Nā Pōhaku Ola: The Legend of the Wizard Stones
If you’re out strolling Kalakaua Avenue along Waikiki Beach, as you no doubt will be some afternoon in between lunch and happy hour on your next visit to Oahu, you’ll no doubt stop at the Duke Kahanamoku statue to pose for a selfie or family photo with the Duke or drape a lei on his outstretched arms or around his neck. Maybe you want to pay homage to Hawaii’s most legendary waterman (not everyone is an Olympic gold-medal swimmer and the “father of modern surfing” after all), or maybe somebody told you leaving a lei means you’ll return to the Islands someday. Maybe it’s just good luck. You never know.
If you walk west along Kalakaua from the statue, you might notice what appears to be another sculpture – four basalt boulders arranged inside a circular iron fence – partly hidden by a row of bamboo next to the Waikiki police precinct office. Or, more likely, you won’t notice it. Like most people, you’ll walk right by the big rocks, on your way to rent a surfboard, get a snack at the Waikiki Beachside Bistro, use the public restrooms, or stroll down Kalakaua for a quick mai tai at Duke’s Waikiki before hitting the shops at the Royal Hawaiian Center, and not even realize they’re there. Don’t feel bad. Hardly anybody notices the Wizard Stones. Tourists aren’t stopping all day to take selfies with a pile of rocks. But if they knew their history and cultural significance, maybe they would.
History of Wizard Stones
The four stones – which one visitor described as “the power spot of Waikiki” – are popularly known as the Wizard Stones. Although they’ve been renamed Nā Pōhaku Ola Kapaemāhū ā Kapuni (“the stones of life of Kapemahu and Kapuni”), the stones still have powerful mana. According to legend, the stones are the legacy of four spiritual healers who visited Hawaii around 400 AD. They came from Moa’ulanuiakea on the island of Raiatea, Tahiti, and took up residence at Ulukou, near where the Moana Surfrider Hotel now stands. During their stay, the Tahitian visitors practiced their spiritual arts, administering miraculous cures by laying of hands on the native Hawaiians who came to them to be healed, which gained them tremendous notoriety and prestige. When it came time for them to return to their homeland, they asked the Hawaiians to erect a monument to each of them – four large stones, two to be erected at their settlement at Ulukou, two at their favorite bathing place – so they and their spiritual prowess could be long remembered. At the instructions of the visitors, the locals selected four suitable rocks from the Kaimuki area and on the night of Kāne, thousands of locals gathered to carry the stones (which weighed several tons each) nearly two miles to Waikiki.
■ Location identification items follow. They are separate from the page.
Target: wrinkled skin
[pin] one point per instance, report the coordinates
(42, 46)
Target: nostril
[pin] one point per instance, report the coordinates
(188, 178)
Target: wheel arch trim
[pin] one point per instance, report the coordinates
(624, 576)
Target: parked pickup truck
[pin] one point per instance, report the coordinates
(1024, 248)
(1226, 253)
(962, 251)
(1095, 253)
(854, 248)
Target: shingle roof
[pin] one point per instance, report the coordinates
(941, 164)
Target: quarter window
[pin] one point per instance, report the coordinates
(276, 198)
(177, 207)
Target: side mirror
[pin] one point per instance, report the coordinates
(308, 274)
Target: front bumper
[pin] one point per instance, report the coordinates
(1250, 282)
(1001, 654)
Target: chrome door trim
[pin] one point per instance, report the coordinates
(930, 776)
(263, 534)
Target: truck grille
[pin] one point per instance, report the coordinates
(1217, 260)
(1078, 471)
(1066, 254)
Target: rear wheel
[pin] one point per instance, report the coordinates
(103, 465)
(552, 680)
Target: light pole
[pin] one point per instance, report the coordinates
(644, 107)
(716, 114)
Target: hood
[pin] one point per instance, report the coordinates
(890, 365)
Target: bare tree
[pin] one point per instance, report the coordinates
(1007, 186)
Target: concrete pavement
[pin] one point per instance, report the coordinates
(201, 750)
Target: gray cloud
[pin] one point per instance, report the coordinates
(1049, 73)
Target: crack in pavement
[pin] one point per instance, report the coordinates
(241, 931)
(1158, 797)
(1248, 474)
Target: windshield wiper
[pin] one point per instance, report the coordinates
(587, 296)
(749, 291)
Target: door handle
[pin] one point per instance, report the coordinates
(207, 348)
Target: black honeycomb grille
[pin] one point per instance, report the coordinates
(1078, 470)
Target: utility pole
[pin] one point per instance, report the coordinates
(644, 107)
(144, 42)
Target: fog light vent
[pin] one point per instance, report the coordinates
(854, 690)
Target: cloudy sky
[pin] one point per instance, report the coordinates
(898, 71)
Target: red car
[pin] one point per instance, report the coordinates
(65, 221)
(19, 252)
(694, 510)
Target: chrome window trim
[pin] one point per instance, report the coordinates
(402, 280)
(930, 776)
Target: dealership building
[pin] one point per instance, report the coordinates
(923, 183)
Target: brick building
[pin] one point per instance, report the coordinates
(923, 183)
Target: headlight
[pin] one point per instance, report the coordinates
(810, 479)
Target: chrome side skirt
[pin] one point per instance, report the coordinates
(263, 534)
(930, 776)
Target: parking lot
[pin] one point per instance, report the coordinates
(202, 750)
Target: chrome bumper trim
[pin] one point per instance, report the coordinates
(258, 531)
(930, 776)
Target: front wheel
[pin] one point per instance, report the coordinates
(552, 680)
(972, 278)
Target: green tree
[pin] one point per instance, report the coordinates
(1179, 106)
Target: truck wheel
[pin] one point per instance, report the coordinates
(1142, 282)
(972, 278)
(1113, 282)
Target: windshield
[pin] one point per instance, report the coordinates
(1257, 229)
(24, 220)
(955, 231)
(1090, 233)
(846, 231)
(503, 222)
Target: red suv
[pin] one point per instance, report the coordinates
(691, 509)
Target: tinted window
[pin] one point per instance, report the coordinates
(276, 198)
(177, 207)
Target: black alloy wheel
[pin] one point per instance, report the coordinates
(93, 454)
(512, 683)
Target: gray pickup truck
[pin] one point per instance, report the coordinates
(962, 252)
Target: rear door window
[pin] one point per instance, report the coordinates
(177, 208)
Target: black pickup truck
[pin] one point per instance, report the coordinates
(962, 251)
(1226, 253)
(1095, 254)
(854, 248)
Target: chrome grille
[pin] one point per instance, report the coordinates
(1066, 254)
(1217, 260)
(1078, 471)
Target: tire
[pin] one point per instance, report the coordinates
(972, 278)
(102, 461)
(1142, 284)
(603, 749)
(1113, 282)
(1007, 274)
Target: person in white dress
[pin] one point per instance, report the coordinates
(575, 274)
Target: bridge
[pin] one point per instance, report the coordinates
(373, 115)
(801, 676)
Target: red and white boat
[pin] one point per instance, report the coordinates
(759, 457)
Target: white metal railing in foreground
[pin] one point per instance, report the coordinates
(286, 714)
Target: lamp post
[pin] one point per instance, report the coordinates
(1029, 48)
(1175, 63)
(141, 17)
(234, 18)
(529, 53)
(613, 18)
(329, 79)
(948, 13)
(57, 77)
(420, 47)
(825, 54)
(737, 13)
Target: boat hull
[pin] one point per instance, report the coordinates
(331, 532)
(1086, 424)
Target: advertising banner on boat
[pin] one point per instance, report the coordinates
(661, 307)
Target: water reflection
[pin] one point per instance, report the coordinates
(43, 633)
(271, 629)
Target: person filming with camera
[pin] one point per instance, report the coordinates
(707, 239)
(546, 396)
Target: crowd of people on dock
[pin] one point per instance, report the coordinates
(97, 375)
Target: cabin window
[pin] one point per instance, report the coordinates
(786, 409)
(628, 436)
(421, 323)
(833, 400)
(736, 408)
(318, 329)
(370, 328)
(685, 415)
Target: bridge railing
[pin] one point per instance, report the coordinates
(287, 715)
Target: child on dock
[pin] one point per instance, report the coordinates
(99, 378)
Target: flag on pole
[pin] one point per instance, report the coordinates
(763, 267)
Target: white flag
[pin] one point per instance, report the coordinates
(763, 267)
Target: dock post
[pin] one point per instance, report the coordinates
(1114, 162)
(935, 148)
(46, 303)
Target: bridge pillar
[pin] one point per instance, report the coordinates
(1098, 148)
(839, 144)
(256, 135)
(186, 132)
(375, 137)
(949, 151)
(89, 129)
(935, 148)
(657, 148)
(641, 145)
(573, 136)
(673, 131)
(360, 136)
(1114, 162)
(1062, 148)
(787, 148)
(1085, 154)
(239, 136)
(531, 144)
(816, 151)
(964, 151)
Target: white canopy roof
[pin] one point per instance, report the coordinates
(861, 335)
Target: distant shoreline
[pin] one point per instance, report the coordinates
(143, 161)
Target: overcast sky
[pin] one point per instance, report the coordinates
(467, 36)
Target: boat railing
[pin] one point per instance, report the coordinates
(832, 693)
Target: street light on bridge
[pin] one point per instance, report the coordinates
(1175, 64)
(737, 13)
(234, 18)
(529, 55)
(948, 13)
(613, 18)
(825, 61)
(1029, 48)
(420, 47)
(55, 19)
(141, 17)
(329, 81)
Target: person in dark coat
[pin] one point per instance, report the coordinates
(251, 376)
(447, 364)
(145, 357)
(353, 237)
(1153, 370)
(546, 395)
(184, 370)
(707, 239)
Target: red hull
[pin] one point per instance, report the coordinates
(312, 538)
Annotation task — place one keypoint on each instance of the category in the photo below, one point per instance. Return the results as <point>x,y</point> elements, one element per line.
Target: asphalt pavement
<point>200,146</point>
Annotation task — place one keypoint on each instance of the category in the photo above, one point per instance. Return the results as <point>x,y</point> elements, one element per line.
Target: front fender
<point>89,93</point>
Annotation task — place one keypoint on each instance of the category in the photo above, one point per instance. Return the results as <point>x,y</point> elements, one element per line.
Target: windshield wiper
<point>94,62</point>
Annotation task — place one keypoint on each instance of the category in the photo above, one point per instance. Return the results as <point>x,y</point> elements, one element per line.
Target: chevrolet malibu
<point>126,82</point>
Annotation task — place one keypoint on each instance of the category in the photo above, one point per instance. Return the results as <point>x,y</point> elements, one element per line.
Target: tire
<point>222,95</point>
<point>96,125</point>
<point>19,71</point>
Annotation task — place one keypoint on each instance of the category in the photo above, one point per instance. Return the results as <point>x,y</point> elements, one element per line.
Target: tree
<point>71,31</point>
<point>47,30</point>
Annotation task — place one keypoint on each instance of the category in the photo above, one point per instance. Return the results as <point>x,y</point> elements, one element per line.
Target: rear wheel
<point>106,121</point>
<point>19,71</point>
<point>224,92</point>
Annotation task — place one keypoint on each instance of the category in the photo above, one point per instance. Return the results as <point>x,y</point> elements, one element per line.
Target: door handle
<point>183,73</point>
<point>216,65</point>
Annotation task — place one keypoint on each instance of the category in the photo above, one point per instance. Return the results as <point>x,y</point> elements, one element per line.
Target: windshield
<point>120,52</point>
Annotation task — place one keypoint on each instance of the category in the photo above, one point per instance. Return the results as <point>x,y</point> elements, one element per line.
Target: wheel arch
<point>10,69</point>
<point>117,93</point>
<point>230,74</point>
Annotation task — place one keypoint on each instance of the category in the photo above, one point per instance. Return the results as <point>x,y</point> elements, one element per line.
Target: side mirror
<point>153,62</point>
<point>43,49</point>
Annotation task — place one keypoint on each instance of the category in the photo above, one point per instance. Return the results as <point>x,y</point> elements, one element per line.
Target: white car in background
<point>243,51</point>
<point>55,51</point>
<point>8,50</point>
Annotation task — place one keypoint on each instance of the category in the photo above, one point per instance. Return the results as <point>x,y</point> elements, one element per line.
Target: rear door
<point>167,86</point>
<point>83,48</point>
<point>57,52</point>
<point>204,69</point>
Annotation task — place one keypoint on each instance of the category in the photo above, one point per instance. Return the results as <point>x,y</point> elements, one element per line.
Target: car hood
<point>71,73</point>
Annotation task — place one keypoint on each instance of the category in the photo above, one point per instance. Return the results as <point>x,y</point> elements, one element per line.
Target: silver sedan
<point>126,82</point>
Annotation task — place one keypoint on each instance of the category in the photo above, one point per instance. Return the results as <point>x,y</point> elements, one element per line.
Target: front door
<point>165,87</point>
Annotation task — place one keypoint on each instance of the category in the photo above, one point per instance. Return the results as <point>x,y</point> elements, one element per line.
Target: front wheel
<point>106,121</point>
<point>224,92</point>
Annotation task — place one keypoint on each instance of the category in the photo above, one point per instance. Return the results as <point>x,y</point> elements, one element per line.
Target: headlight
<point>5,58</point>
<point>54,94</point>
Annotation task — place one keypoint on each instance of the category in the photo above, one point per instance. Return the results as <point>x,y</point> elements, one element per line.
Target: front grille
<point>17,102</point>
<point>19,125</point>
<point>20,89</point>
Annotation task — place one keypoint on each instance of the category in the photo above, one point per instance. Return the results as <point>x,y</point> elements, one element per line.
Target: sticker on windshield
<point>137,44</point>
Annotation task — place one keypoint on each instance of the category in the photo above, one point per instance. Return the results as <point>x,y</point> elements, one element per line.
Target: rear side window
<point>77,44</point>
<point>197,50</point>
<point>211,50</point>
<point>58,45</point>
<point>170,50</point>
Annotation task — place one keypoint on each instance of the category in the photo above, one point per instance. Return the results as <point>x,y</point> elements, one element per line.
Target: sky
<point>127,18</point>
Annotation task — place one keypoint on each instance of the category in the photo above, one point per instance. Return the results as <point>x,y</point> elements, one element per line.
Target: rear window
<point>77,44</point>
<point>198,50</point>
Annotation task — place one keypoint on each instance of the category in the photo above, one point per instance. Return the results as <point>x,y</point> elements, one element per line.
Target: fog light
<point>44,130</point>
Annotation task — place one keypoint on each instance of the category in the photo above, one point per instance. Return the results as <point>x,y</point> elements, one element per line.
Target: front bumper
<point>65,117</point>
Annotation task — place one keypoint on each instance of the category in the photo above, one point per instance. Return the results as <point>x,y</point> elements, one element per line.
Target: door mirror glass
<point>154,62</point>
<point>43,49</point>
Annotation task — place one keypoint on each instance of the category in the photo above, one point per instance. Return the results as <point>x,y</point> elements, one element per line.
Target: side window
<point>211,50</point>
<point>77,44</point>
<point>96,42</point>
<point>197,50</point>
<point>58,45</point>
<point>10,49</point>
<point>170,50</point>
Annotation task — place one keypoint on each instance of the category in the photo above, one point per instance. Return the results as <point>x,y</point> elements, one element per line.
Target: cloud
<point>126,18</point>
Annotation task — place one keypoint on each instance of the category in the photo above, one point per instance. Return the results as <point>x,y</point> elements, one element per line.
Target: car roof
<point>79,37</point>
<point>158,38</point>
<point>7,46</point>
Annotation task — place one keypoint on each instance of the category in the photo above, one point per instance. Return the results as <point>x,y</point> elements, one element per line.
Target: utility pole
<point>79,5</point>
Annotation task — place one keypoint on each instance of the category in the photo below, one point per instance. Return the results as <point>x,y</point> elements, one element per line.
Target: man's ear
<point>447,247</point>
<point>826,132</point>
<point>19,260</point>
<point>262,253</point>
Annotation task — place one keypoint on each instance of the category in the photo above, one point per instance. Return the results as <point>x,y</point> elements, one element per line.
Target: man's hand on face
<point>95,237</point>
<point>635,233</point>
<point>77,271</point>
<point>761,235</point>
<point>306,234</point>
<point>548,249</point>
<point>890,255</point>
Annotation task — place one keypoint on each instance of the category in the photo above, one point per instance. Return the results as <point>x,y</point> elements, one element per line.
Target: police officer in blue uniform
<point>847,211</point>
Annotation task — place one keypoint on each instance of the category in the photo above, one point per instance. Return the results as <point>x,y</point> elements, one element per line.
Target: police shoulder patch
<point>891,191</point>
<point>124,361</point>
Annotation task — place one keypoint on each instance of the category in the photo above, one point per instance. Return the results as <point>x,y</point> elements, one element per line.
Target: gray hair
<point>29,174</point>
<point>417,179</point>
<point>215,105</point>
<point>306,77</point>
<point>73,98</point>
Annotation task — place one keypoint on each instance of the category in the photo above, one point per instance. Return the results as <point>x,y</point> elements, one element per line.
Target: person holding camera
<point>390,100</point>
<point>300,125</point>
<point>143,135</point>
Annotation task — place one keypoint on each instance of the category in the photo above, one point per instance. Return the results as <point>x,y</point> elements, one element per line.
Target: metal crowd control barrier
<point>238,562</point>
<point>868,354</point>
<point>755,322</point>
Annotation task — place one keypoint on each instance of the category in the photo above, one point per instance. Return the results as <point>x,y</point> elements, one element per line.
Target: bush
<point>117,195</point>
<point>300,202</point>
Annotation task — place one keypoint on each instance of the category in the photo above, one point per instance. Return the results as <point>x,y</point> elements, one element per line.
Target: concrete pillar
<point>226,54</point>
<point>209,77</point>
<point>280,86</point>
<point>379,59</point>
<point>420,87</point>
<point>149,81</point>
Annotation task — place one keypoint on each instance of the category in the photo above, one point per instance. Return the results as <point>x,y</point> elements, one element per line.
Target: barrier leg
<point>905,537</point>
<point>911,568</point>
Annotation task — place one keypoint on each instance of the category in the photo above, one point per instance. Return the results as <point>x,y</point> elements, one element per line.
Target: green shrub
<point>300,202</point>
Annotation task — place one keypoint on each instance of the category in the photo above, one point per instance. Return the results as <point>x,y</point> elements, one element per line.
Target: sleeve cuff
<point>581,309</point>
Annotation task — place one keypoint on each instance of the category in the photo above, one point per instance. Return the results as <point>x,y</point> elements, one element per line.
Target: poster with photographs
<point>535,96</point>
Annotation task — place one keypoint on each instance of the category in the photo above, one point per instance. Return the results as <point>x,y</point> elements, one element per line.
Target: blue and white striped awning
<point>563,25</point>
Kapaemahu, the chief of the healers, had his stone- the largest of the four, weighing in at 7.5 tons – named after him, and transferred his spiritual powers to the stone in an elaborate ceremony that was said to include the sacrificial offering of a “virtuous young chiefess” whose body was placed beneath the stone. The others likewise transferred their powers to the stones and then, after the ceremonial transfers of power – which included incantations, prayers, and fasting that lasted “one full moon” – they disappeared and were never seen again.
And then, for several hundred years, neither were the stones.
Rediscovery of the Stones of Life
In the early 1900s, the stones were rediscovered and resurrected near their current location with instructions that they never be moved. However, the stones were lost again after the property was sold and redeveloped, and ended up being used for the foundation of a bowling alley. The stones were rediscovered in the 1960s and moved to Kuhio Beach, then to their present location in 1997.
A delegation from Tahiti attended the dedication ceremony for the new permanent emplacement of the stones. They blessed the stones with wild basil and presented a small, dark stone from Tahiti – an offering they named Ta’ahu Ea (“the Life”) – that was set on top of an altar. The stones were encircled by healing plants – bamboo (ohe), wild tobacco (makahala), Hawaiian cotton (mao), and beach naupaka (naupaka kahakai) – to pay homage to their legendary healing powers.
There are those who say Wizard Stones have retained the mana imbued in them by the esteemed Tahitian visitors over 1500 years ago. To this day, locals make offerings to the stones – the leis you find draped over the fence posts, flowers laid on the altar, even small stones tossed respectfully inside the sacred circle – in the hope the stones still have the power to provide good health and long life. Next time you visit Oahu and find yourself walking along Waikiki Beach, visit the Duke Kahanamoku statue, sure, but save a lei for the altar at Nā Pōhaku Ola. You never know.
Reference: Boyd, Jas. H. “Tradition of the Wizard Stones Ka-Pae-Mahu, On the Waikiki Sea-Beach Premises of Hon. A. S. Cleghorn.” From All About Hawaii, Hawaiian Annual and Almanac for 1905 (pp. 139-141). Thrum, Thos. G. Thrum, Publisher, 1905.